- Directed by: Matthew Leutwyler
- Written by: Matthew Leutwyler
- Starring: Jennifer Rubin; Erik Palladino; Billy Jayne;
- Cinematography: Steve Gainer
- Edited by: Matthew Leutwyler
- Release date: 1999;
- Running time: 89 minutes
- Country: United States
- Language: English

= Road Kill (1999 film) =

Road Kill is a 1999 American low-budget black comedy film directed by Matthew Leutwyler and starring Jennifer Rubin and Erik Palladino. It won two awards in 1999, including the Audience Award for Best Film at the Santa Barbara International Film Festival.

==Cast==
- Jennifer Rubin as Blue
- Erik Palladino as Alex
- Billy Jayne as Lars
- Anthony John Denison as "Mr.
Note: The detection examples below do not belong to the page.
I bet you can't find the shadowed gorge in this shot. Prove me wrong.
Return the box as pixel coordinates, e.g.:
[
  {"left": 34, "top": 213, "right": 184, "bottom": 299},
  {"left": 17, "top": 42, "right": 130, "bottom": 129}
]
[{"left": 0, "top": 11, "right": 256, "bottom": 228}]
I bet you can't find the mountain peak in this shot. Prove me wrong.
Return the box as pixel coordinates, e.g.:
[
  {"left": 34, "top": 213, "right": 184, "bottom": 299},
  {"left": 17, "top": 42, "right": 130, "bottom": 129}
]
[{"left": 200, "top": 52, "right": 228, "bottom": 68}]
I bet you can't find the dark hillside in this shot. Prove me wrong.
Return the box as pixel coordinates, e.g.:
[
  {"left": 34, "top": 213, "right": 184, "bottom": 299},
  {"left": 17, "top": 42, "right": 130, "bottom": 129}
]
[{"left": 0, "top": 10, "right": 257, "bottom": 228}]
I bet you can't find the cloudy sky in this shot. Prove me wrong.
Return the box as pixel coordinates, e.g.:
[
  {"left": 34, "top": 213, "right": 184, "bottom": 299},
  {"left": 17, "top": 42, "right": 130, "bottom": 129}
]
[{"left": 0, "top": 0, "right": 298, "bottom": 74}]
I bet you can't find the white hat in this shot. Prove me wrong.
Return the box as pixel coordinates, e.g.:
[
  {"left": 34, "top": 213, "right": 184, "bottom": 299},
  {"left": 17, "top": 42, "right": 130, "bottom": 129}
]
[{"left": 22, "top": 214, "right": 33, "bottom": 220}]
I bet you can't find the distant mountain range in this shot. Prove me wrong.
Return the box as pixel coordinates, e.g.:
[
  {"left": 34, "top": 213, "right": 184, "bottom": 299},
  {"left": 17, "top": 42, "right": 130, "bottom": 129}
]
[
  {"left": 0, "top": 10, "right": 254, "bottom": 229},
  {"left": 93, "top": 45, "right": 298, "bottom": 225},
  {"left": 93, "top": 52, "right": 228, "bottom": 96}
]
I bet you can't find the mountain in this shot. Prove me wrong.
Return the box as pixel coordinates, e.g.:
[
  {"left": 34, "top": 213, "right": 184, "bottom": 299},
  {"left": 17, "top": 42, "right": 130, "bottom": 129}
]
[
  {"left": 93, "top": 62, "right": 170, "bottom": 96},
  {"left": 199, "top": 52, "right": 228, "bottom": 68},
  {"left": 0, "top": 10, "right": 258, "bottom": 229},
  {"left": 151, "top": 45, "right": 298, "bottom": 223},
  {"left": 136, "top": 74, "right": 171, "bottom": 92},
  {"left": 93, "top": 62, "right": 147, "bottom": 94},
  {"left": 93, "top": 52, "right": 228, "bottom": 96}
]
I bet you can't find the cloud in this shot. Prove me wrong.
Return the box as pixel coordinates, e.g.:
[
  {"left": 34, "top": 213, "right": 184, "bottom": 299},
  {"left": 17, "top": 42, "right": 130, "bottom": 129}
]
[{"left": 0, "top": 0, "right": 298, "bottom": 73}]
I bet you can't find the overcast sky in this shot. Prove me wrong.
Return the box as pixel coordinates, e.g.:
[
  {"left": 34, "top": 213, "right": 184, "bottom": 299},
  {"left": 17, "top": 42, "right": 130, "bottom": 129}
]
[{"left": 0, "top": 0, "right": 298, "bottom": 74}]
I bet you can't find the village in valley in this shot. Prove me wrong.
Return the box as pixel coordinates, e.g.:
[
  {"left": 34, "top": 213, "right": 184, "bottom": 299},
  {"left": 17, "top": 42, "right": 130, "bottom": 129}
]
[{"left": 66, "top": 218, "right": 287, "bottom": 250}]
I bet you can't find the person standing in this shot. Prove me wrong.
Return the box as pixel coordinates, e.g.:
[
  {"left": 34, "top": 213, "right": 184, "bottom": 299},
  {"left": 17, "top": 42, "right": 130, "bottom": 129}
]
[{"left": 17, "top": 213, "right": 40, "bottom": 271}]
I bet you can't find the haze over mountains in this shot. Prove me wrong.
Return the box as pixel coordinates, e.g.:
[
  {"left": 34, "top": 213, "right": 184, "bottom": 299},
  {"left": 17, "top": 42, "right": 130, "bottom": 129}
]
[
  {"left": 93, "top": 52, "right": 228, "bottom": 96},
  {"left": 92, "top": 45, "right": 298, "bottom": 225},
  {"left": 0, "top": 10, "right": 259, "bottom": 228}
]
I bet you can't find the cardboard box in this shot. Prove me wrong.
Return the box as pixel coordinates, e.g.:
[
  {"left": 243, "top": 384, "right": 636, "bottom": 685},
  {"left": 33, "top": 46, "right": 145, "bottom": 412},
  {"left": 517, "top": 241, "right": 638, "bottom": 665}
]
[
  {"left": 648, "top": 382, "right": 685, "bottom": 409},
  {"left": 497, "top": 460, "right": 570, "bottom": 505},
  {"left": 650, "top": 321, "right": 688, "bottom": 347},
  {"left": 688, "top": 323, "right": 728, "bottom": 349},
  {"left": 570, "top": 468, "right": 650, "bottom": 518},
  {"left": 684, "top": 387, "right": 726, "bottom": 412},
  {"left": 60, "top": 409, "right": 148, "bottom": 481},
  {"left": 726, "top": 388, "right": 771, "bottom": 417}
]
Z"
- Richard Portnow as Charbonneau
- Catherine Dyer as Sara
- Jon Polito as "Jelly"
- Chris Codol as Jordy
- Matthew Brannan as Ronnie
- Amanda Foreman as Shayla
- Jeffrey Dean Morgan as Bobby
- Jason MacDonald as Frank

==Production==
Filming locations for Road Kill included Los Angeles, Bakersfield, California, and Palm Springs, California.